Vallanzasca, confermato l’ergastolo
La Cassazione ha rigettato il ricorso

Confermato l’ergastolo per Renato Vallanzasca, l’ex boss della mala milanese negli anni ’70-’80.

Contro la decisione del Tribunale di Nuoro che nel giugno 2015 aveva respinto la richiesta avanzata per ottenere la revoca dell’ergastolo, era stato presentato ricorso in Cassazione. E la Suprema Corte ha depositato martedì 2 maggio la sentenza che ha rigettato il ricorso di Vallanzasca, giudicandolo infondato. Vallanzasca fu arrestato 40 anni fa, il 15 febbraio 1977 a Roma. Nella Bergamasca si ricorda la tragica morte del maresciallo di pubblica sicurezza Luigi D’Andrea che morì in servizio con il collega Renato Barborini il 6 febbraio 1977, sotto i colpi di arma da fuoco del pluripregiudicato, fermato a un posto di blocco al casello di Dalmine della A4.

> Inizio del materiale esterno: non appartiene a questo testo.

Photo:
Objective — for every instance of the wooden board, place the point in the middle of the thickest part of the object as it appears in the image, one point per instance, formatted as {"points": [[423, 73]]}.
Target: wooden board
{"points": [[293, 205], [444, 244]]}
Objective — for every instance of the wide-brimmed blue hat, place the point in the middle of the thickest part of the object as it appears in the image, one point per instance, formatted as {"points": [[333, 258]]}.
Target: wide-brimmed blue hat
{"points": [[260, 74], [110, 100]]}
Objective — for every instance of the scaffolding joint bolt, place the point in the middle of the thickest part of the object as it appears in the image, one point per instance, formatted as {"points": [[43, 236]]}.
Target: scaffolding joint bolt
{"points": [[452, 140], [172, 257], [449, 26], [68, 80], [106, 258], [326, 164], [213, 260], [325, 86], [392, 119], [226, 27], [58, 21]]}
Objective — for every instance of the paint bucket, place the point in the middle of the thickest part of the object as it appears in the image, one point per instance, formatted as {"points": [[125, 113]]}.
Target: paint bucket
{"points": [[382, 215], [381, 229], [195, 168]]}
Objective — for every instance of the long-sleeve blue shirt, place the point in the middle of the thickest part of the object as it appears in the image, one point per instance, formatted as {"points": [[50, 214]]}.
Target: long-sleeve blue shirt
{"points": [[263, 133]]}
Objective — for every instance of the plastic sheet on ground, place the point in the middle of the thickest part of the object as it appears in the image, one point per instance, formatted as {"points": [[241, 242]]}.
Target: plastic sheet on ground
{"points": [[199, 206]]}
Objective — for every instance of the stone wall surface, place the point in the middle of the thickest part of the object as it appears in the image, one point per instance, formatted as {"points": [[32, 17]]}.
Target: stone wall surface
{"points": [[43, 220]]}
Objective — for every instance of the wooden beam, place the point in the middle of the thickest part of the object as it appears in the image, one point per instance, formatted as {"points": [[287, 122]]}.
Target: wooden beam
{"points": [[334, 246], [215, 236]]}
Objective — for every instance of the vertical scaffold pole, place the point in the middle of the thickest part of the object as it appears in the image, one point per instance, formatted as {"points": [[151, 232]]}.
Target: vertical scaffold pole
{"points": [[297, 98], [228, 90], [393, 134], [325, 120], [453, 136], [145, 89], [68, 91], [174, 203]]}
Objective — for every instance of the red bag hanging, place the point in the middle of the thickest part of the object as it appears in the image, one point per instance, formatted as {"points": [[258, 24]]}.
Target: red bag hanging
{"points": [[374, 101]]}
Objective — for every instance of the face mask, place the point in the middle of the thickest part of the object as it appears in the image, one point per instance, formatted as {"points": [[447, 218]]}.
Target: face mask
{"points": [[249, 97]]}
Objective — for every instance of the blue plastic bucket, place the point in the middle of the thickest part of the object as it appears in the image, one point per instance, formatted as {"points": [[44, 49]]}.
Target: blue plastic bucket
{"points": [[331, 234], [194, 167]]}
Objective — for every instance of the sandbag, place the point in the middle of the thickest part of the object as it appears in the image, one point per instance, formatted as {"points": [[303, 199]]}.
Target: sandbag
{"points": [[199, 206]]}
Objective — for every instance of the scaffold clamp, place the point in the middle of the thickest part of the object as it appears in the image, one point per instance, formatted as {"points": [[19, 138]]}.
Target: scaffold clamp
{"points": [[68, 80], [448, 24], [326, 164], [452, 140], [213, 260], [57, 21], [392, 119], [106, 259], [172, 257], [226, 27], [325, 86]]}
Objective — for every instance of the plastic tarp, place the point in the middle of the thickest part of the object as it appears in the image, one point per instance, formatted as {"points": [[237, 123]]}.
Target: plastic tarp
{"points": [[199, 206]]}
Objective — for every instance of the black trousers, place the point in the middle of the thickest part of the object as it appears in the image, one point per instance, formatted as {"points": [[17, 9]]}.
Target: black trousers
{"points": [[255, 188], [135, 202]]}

Nel ricorso si prospettava la violazione di principi contenuti nella Costituzione e nella Convenzione europea dei diritti dell’uomo. Al centro della decisione la riduzione di pena prevista dall’articolo 442 del codice di procedura penale e la sostituzione dell’ergastolo con la pena di anni 30 di reclusione, connessa alla sentenza della Corte di Strasburgo sul caso Scoppola contro Italia. La Cassazione ha ricordato che un successivo intervento legislativo (decreto legge 341/2000) ha reintrodotto l’ergastolo «come esito possibile del rito abbreviato lì dove la pena commisurata - prima dell’applicazione della riduzione correlata alla scelta del rito - abbia incluso l’autonoma sanzione dell’isolamento diurno». Il curriculum giudiziario di Vallanzasca conta 4 ergastoli e condanne a 296 anni di carcere.